Two things I do to my self constantly.....why? It does nothing but hurt me, so why do I do it? Normally people feel stress and pressure from outside forces like your family, friends, school, work. For me I do it to myself. Example......tonight I went to practice for my juries which are tomorrow I sat down at the piano and called my dad just to chat for second. I just let it all out to him. Saying "Dad I am terrified of failing my Math final, I might have to retake sight singing I. I feel so behind, I want to graduate in 4 years but its not gonna happen. I don't want to let the family down. I want you to be proud of me, not disappointed.

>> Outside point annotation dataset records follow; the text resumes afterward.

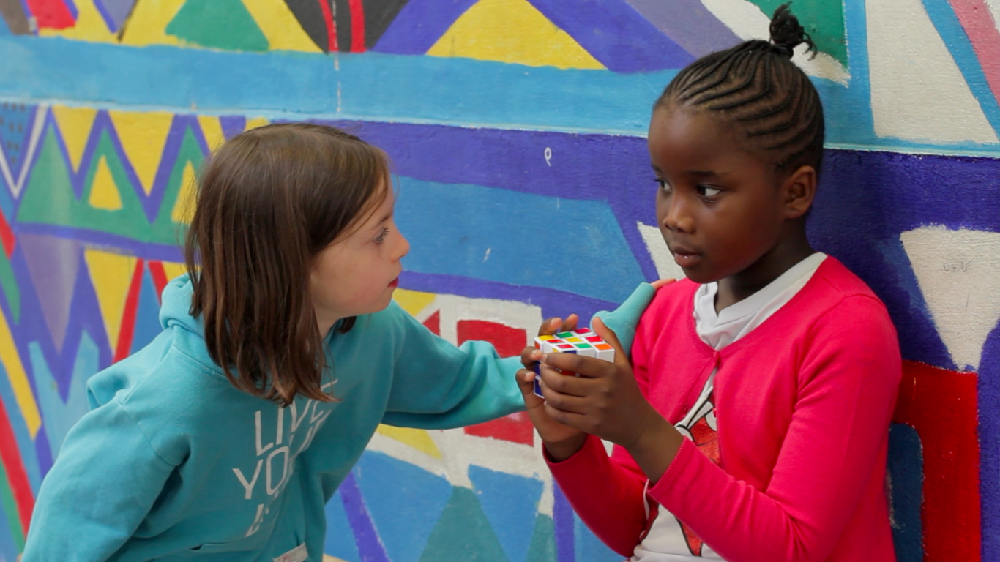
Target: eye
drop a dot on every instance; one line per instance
(708, 192)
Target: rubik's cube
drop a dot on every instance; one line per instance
(581, 342)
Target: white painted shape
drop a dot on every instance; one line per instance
(917, 90)
(959, 276)
(663, 260)
(748, 22)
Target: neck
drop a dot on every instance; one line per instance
(779, 259)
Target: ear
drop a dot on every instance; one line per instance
(799, 190)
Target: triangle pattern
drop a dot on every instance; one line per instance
(279, 25)
(913, 113)
(525, 36)
(198, 23)
(130, 217)
(16, 120)
(111, 275)
(147, 315)
(148, 23)
(114, 11)
(507, 500)
(178, 194)
(90, 25)
(60, 413)
(49, 198)
(340, 536)
(143, 136)
(53, 264)
(103, 192)
(959, 277)
(416, 438)
(463, 528)
(75, 124)
(403, 517)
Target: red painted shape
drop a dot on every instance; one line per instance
(975, 18)
(433, 323)
(6, 237)
(357, 26)
(16, 475)
(515, 428)
(127, 330)
(159, 278)
(942, 406)
(51, 14)
(331, 29)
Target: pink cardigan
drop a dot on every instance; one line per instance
(803, 405)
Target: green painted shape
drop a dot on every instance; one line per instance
(48, 198)
(10, 509)
(543, 541)
(129, 221)
(463, 530)
(10, 288)
(218, 24)
(165, 230)
(823, 21)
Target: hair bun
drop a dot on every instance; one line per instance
(787, 33)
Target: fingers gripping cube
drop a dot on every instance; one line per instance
(581, 342)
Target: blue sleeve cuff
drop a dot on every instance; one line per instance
(624, 320)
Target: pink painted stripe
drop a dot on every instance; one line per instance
(975, 18)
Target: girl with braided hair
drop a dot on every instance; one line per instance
(751, 423)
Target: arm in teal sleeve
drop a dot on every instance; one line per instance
(439, 386)
(624, 319)
(102, 485)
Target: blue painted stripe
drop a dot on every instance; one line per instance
(366, 87)
(516, 238)
(943, 17)
(599, 26)
(420, 24)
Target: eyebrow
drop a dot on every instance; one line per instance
(698, 173)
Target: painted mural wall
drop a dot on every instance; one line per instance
(503, 118)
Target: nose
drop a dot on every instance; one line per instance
(402, 247)
(678, 217)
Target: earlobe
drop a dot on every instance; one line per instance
(799, 190)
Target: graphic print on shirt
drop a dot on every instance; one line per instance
(700, 427)
(276, 450)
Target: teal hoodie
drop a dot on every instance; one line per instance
(174, 463)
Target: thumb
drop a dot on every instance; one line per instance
(608, 335)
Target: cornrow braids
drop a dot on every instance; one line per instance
(756, 86)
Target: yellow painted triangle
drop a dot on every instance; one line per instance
(183, 210)
(511, 31)
(416, 438)
(112, 276)
(174, 270)
(280, 27)
(211, 127)
(75, 124)
(143, 136)
(255, 122)
(413, 301)
(18, 380)
(89, 26)
(103, 192)
(148, 23)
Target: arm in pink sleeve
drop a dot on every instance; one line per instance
(608, 492)
(848, 385)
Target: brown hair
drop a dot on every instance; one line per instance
(269, 200)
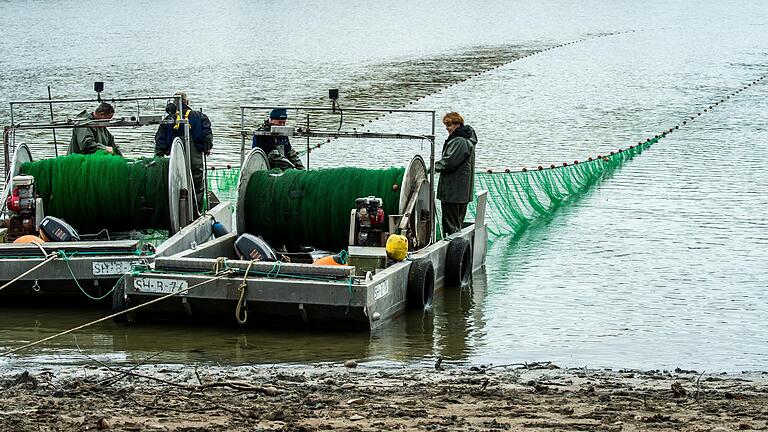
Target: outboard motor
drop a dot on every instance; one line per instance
(369, 222)
(55, 229)
(251, 247)
(22, 208)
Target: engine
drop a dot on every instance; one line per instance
(21, 206)
(370, 229)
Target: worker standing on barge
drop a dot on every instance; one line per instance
(88, 139)
(457, 172)
(201, 135)
(278, 149)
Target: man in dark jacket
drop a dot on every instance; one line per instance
(201, 136)
(88, 140)
(457, 172)
(278, 149)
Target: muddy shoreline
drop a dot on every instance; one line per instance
(537, 397)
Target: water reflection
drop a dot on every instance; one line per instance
(452, 329)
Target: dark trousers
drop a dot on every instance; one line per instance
(453, 217)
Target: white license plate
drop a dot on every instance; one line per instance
(163, 286)
(381, 290)
(102, 268)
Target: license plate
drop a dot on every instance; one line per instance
(162, 286)
(381, 290)
(104, 268)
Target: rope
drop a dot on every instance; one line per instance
(66, 260)
(241, 306)
(80, 327)
(220, 265)
(48, 259)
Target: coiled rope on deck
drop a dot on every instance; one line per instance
(102, 191)
(303, 208)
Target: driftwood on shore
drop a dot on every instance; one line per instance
(535, 397)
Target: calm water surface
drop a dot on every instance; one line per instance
(661, 265)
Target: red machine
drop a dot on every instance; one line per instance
(21, 206)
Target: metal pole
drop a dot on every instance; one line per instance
(50, 106)
(188, 150)
(7, 149)
(432, 181)
(308, 149)
(242, 137)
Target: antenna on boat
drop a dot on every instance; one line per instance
(50, 106)
(333, 95)
(98, 87)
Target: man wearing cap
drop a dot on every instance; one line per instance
(87, 140)
(278, 149)
(201, 137)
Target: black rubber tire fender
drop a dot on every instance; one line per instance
(458, 263)
(119, 304)
(421, 284)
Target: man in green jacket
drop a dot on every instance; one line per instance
(87, 140)
(457, 172)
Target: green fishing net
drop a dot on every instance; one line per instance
(515, 199)
(312, 208)
(102, 191)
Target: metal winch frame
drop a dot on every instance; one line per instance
(181, 186)
(413, 194)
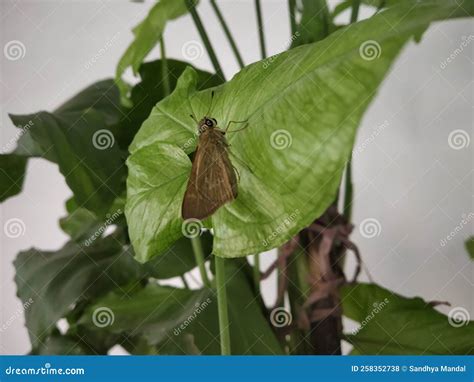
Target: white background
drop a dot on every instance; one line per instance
(408, 177)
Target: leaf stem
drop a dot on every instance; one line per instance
(261, 36)
(199, 256)
(348, 192)
(164, 67)
(292, 9)
(205, 39)
(227, 33)
(222, 305)
(256, 272)
(355, 10)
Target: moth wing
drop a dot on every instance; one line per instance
(212, 182)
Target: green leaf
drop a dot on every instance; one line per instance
(302, 108)
(469, 244)
(78, 136)
(147, 35)
(178, 259)
(180, 321)
(314, 24)
(55, 281)
(150, 90)
(393, 324)
(12, 173)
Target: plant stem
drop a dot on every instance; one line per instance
(199, 256)
(256, 272)
(222, 305)
(164, 67)
(231, 40)
(261, 36)
(183, 279)
(292, 8)
(348, 192)
(355, 10)
(205, 38)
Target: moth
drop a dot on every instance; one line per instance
(213, 180)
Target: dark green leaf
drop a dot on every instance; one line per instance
(303, 109)
(55, 281)
(12, 173)
(147, 35)
(393, 324)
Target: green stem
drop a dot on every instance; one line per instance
(355, 10)
(261, 36)
(205, 38)
(348, 192)
(183, 279)
(222, 305)
(164, 67)
(256, 272)
(199, 256)
(231, 40)
(292, 8)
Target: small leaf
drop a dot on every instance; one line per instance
(12, 173)
(392, 324)
(302, 107)
(469, 244)
(147, 34)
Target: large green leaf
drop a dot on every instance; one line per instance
(12, 173)
(55, 281)
(392, 324)
(147, 35)
(302, 110)
(179, 321)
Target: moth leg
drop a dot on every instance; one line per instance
(241, 161)
(228, 125)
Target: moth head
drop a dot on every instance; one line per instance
(207, 123)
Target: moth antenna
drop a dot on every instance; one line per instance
(210, 106)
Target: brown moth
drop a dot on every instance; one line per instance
(213, 180)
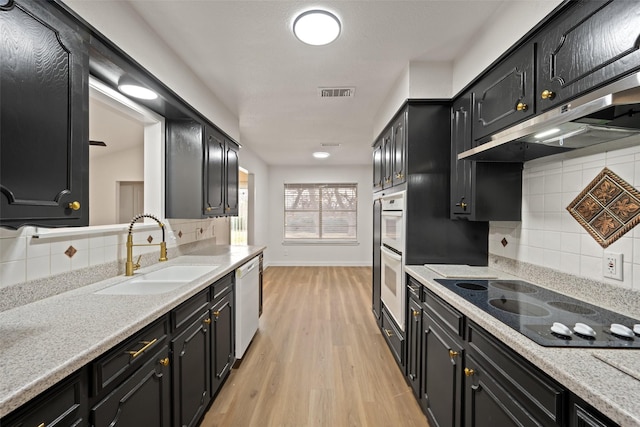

I don't want to fail." My dad through all of that said "Jessica calm down everything will be okay. I want you to enjoy college. You are getting to do something I never got to do, so enjoy yourself.  We won't be disappointed in you. Its okay if it takes you longer.  Sometimes you don't thing the first try, its okay to repeat something." I just got so worked up I almost cried so I just said "Thanks dad I love you" and hung up the phone because I didn't want my dad to hear me cry, cause I didn't want him to worry about me. I tried to calm down and I couldn't do it. I started stressing really bad. I called Gary and just said "Please help me calm down I feel so stressed right now I am so scared of failing." Of course he was like my dad a voice of reason saying "Jessica you'll be okay you are ready for your finals you'll be okay." After I cried I felt better, my body used a natural stress reliever which really helped except it messed up my make-up. I just have to figure out how to not put so much pressure on myself, I guess I have been this way my whole life, but I don't know where it came from, and I feel like it is really hurting me right now. I just wish it would go away. Well I am off to write a history paper and then bed so I can get a good night sleep before my juries tomorrow afternoon.